Jon -- point taken. But I really wasn't saying, using your intuition to sniff out the next Cold Mountain. Its the process that might be helpful, regardless of the variable product. Use your intuition to simply decide what you like. Take the daring leap that other people much like yourself might like it also. Accept the commonality of human interest, and put your personal taste on the line ... as a business plan. I'm sure it could work out much worse than the current system. One film executive remarked in an interview, Looking back over the last twenty years, "If I had passed on every property I made, and made every property I passed on ... I'd have come out even." Give all that random unpredictability, Harry Cohn's ass starts to look like a finely calibrated measurement device. And they made some pretty good movies back then, too.
Boomer Bob -- you can mail the MS in to the copyright office, or just send it to yourself registered mail. But under no circumstances, dealing with agents, ever mention this fact. It will instantly stigmatize you as a risible amateur. No one wants to steal your work. Any professional who liked it would prefer to set up a mutually respectable working relationship and assure themselves of a continued supply. Needlessly alienating talented writers is not a sensible business plan ...
POD makes me feel wrong, they didn't call it "vanity press" without good reason....

HEY JON: Can I send you a proposal?
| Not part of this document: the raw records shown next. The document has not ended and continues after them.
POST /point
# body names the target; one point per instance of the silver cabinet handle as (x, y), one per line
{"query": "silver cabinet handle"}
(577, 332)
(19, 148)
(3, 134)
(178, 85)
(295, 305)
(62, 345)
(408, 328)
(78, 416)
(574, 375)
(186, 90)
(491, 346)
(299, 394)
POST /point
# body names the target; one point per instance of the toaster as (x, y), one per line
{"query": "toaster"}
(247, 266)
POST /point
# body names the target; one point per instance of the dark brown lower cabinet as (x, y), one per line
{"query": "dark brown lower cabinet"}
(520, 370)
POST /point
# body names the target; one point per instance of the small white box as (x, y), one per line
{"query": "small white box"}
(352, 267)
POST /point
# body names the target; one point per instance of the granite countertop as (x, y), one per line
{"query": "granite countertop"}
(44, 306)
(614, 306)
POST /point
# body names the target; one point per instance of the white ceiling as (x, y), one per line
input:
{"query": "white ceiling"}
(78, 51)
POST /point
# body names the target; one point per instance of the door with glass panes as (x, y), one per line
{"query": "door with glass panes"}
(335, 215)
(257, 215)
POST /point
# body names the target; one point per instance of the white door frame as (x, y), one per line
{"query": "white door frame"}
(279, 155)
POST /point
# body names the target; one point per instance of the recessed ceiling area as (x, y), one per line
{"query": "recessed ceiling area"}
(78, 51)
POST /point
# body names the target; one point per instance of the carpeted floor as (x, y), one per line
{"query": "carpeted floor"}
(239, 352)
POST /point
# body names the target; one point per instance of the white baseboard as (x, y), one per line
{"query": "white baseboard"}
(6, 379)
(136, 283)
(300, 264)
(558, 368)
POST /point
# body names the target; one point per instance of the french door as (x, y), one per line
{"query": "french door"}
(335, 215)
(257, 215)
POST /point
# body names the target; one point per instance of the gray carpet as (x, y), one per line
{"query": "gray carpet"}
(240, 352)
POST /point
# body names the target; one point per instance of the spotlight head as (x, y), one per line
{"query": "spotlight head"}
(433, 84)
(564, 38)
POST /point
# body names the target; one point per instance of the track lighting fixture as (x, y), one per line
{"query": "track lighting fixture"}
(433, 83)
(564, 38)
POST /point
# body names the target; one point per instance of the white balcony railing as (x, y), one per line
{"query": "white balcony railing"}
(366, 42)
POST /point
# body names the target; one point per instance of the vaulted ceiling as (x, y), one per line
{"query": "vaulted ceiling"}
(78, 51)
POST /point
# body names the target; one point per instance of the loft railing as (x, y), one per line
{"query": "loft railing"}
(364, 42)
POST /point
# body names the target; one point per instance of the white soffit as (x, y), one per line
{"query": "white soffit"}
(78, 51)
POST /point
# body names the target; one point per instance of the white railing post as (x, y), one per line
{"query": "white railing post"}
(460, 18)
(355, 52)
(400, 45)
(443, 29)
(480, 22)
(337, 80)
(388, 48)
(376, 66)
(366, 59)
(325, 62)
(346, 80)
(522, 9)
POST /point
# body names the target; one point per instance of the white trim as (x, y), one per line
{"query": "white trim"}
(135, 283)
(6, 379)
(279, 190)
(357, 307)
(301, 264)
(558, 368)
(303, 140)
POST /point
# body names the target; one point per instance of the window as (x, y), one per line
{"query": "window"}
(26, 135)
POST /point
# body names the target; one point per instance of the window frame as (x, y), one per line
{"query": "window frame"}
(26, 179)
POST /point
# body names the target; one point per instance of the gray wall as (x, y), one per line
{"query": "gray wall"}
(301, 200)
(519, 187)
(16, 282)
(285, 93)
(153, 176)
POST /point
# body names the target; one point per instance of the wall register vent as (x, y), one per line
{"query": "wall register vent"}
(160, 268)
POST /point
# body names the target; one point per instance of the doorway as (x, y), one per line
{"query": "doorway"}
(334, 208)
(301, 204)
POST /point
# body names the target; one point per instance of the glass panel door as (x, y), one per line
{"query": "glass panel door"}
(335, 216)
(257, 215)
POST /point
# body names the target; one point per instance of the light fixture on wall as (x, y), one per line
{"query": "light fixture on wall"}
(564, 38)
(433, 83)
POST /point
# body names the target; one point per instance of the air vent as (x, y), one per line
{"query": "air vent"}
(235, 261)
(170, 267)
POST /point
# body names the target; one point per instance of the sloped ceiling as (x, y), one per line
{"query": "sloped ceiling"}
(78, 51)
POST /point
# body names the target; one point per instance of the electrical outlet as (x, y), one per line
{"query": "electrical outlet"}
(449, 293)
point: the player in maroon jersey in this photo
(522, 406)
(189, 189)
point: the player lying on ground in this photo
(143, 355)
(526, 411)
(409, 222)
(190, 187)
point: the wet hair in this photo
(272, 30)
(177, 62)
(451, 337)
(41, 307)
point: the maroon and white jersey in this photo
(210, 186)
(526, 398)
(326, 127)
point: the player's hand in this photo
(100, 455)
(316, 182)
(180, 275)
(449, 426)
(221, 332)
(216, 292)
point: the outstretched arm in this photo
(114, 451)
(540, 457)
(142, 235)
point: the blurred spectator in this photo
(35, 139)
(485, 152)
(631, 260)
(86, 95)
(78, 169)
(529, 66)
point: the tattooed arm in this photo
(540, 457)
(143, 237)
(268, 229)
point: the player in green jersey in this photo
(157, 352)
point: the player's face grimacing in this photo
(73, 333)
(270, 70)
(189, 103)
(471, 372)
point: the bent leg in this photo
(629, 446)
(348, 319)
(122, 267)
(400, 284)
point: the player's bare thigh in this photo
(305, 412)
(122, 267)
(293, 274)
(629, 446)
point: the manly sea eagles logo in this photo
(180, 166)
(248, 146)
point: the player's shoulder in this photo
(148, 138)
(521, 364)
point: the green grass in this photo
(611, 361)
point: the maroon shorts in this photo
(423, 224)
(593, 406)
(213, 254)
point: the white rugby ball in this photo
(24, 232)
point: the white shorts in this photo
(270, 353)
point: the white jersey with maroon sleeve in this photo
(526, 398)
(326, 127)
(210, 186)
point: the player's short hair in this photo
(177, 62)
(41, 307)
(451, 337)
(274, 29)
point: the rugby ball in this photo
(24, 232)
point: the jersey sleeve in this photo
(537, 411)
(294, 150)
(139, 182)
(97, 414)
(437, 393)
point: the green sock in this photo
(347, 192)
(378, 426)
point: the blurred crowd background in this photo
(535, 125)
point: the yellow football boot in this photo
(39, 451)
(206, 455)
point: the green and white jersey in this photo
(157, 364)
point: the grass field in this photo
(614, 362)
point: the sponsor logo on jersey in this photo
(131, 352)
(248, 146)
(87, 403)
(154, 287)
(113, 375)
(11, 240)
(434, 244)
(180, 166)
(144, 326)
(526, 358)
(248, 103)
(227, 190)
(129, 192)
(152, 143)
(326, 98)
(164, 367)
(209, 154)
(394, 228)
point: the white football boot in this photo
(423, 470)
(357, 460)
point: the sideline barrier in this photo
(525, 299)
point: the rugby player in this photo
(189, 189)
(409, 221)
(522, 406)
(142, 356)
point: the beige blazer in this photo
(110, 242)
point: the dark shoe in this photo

There's a dog, but it's not about dogs.
I just know it is nearly impossible to find a good book to read when I'm waiting to catch a plane--the shelves are full of Judith Kraanz and Dean Koontz. And I don't subscribe to the New York Times, so I'm not in line to hear the buzz on new books. If not for Oprah Winfrey, a lot of people wouldn't have a clue what to read.

It seems like there is a lot of catering to markets--the romance market, the horror market--and not much attention paid to the work of individuals who might not be writing for well-defined market niche. But this is not any different from music--where there is a lot of great music if you know what you're looking for, but most of the market and marketing seems devoted to promoting a few lowest-common-denominator performers and blondes.
Jack London's book "Call of the Wild" was rejected 600 times. You just have to keep pushing and keep looking...don't give up. The difference between success and failure is the ability to believe in yourself and what you are doing. Keep on truckin'.
Boomer Bob:

There are no stupid questions...(Insert punch line here)

Go to www.copyright.com they have all the answers (to your copyright questions...)
...Only stupid bloggers who can't get the web address correct.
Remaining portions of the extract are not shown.